Joe LeFors, a deputy U.S. marshal said that when he first met Horn at Frank Meanea's saddle shop, he found him rather inclined to brag. Joe LeFors brought Tom to the US Marshal's office, in 1902, six months after the murder on the pretenses of offering him a job, while court reporter Charlie Ohnhaus listened from the next room, and took notes in shorthand, Lefors guided Horn through a string of leading and often confused questions and responses until Horn allegedly said that young Willie Nickell was shot from about 300 yards, and then he boldly remarked, It was the best shot that I ever made and the dirtiest trick I ever done. I thought at one time he would get away.

Tom was arrested for the murder and spent more than 1 1/2 years in jail, where he wrote [10]his autobiography, detailing his life through the year 1894. He ends his story by saying, “I then came to Wyoming and went to work for the Swan Land and Cattle Company, since which time everybody else has been more familiar with my life and business than I have been myself.”
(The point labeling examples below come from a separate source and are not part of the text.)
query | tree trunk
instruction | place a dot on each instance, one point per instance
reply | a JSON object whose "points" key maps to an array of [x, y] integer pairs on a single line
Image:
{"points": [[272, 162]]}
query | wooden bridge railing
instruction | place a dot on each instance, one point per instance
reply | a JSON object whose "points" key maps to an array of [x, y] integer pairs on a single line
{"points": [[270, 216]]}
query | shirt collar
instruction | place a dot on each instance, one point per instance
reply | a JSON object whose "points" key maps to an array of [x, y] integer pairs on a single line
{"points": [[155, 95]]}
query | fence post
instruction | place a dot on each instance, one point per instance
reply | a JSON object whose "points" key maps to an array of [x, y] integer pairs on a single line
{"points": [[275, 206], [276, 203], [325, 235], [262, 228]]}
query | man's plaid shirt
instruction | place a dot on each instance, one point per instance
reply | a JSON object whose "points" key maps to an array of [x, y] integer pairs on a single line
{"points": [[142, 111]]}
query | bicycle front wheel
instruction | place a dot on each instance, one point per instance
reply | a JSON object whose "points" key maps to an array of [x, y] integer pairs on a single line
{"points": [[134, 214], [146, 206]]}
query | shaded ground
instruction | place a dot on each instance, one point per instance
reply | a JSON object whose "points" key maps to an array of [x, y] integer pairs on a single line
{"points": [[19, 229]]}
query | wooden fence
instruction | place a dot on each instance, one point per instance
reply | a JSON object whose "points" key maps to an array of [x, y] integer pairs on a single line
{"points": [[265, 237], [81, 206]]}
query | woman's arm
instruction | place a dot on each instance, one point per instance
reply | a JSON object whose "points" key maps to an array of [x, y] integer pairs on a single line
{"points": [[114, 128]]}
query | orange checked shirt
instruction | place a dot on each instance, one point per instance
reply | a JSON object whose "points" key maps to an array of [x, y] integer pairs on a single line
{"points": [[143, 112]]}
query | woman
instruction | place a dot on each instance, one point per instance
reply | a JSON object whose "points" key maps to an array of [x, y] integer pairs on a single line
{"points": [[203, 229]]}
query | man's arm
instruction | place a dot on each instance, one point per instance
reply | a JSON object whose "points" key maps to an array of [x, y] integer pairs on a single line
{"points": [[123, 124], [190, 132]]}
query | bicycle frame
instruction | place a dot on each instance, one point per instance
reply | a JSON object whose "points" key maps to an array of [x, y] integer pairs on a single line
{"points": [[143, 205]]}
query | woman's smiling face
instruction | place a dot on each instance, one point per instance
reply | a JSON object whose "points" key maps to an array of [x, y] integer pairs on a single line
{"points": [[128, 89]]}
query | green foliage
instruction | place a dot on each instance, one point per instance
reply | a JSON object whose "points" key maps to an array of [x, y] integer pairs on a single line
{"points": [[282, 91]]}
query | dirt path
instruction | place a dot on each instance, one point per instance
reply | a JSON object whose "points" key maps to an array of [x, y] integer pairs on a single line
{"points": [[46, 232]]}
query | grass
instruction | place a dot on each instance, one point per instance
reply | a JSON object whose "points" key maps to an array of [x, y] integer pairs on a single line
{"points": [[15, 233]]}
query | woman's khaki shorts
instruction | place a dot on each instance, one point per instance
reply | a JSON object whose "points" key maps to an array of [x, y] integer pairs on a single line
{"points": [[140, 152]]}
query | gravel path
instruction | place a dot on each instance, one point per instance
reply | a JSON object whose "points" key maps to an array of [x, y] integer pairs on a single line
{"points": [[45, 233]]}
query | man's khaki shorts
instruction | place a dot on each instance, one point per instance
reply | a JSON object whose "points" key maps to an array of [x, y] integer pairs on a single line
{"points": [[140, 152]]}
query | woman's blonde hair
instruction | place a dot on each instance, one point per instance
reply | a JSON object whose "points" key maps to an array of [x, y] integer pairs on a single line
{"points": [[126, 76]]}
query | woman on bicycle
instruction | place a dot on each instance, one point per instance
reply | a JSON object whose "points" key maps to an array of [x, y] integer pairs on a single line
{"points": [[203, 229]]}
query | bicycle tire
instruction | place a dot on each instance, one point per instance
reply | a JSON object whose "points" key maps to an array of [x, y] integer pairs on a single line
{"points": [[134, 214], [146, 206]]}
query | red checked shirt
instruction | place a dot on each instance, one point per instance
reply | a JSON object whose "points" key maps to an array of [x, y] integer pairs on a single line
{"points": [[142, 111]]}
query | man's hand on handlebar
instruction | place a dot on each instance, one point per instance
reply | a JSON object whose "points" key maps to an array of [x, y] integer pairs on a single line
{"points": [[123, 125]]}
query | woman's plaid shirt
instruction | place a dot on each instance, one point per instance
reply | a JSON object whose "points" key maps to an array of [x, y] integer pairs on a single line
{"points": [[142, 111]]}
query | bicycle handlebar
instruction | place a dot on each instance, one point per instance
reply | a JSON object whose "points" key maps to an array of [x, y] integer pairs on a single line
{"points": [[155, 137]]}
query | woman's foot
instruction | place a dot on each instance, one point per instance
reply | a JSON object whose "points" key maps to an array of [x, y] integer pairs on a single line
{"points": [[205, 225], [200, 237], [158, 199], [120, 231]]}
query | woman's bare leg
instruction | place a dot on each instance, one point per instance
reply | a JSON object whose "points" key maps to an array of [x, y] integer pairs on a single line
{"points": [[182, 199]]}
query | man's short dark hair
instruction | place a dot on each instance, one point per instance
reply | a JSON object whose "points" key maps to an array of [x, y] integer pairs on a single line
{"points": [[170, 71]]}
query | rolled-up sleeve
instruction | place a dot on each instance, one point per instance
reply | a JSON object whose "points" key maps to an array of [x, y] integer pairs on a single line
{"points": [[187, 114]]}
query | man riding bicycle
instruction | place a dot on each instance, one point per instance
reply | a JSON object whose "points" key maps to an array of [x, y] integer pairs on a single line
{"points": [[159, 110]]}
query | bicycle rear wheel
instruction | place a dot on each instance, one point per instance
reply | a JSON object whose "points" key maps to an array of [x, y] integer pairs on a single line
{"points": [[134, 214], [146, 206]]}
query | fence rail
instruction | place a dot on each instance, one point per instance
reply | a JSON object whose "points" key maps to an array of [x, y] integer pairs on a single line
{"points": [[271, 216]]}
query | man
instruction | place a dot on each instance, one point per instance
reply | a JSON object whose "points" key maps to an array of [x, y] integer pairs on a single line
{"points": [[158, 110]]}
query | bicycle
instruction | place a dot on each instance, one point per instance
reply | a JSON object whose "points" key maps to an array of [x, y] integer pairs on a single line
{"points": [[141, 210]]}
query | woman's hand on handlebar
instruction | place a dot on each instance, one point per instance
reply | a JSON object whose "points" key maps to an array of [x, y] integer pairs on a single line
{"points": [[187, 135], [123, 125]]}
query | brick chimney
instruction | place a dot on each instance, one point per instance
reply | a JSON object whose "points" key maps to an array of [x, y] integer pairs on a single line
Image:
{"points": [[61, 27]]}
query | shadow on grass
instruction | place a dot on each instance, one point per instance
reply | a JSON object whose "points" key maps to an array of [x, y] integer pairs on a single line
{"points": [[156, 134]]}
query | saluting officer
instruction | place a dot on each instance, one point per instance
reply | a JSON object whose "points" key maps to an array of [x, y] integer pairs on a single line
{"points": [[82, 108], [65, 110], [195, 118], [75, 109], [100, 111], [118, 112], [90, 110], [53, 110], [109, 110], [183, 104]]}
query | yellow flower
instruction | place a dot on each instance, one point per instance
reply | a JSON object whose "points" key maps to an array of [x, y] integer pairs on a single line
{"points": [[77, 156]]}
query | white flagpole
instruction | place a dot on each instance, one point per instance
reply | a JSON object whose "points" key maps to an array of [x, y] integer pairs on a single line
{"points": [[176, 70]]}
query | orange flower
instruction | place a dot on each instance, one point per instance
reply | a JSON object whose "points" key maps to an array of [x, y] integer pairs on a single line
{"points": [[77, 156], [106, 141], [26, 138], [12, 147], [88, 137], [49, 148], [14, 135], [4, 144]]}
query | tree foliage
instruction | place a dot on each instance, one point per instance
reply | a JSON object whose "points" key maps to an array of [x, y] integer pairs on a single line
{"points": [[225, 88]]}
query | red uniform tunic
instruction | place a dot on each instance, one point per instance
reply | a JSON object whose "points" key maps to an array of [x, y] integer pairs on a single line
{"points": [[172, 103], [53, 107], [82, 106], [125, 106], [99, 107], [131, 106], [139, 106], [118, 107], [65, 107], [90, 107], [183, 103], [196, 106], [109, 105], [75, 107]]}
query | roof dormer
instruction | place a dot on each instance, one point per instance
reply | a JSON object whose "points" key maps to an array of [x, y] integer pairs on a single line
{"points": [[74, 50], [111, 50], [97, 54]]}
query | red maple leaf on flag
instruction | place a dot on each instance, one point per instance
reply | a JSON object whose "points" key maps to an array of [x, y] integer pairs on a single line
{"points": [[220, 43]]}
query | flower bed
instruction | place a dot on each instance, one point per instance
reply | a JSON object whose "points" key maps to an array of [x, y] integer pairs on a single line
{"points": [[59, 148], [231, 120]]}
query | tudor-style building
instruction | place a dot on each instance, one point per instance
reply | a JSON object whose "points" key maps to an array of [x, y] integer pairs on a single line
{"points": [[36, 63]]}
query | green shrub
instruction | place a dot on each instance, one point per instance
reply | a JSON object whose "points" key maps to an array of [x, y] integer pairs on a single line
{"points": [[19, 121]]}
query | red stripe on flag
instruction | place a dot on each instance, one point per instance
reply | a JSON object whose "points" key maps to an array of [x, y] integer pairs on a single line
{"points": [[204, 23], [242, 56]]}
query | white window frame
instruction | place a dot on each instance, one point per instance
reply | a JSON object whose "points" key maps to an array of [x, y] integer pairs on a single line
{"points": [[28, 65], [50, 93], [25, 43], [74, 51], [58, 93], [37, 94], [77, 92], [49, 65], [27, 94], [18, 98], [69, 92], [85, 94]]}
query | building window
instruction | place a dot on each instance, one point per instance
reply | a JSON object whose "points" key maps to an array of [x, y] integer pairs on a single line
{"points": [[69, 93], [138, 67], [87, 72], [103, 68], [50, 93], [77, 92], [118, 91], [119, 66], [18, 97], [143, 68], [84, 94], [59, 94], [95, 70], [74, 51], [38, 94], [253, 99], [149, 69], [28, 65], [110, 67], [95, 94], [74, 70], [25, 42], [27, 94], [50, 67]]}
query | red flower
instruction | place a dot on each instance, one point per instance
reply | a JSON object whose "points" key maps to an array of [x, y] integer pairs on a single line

The trial started on October 10, 1902. The prosecutor in the case was Walter Stoll. In spite of testimony from an ally, Otto Plaga, that Horn was 20 miles from the scene of the murder an hour after it was committed, prosecuting attorney Walter Stoll, perceiving Horn's monumental ego, led Horn into stating that he knew the country better than anyone — day or night — and that a good man with a good horse who knew the country could ride from the site of the murder to the point where he was seen in an hour. With that statement, Horn destroyed his own alibi.

The trial went to the jury on October 23, and the jury returned a guilty verdict the next day. A hearing several days later sentenced Horn to death by hanging. Horn s attorneys filed a petition with the Wyoming Supreme Court for a new trial. However, the Supreme Court upheld the decision of the District Court and denied a new trial. Horn was given an execution date of [11]November 20, 1903, which was carried out in Cheyenne.

Tom Horn has the distinction of being one of the few people in the "Wild West" to have been hanged by an automated process. A Cheyenne, Wyoming architect named[12]James P. Julian designed the contraption in 1892, earning the name "The Julian Gallows," which made the condemned man hang himself. The trap door was connected to a lever which pulled the plug out of a barrel of water. This would cause a lever with a counterweight to rise, pulling on the support beam under the gallows. When enough pressure was applied, this would cause the beam to break free, opening the trap and hanging the condemned man. [13]Tom Horn was buried in the Columbia Cemetery in Boulder, Colorado on 3 December 1903.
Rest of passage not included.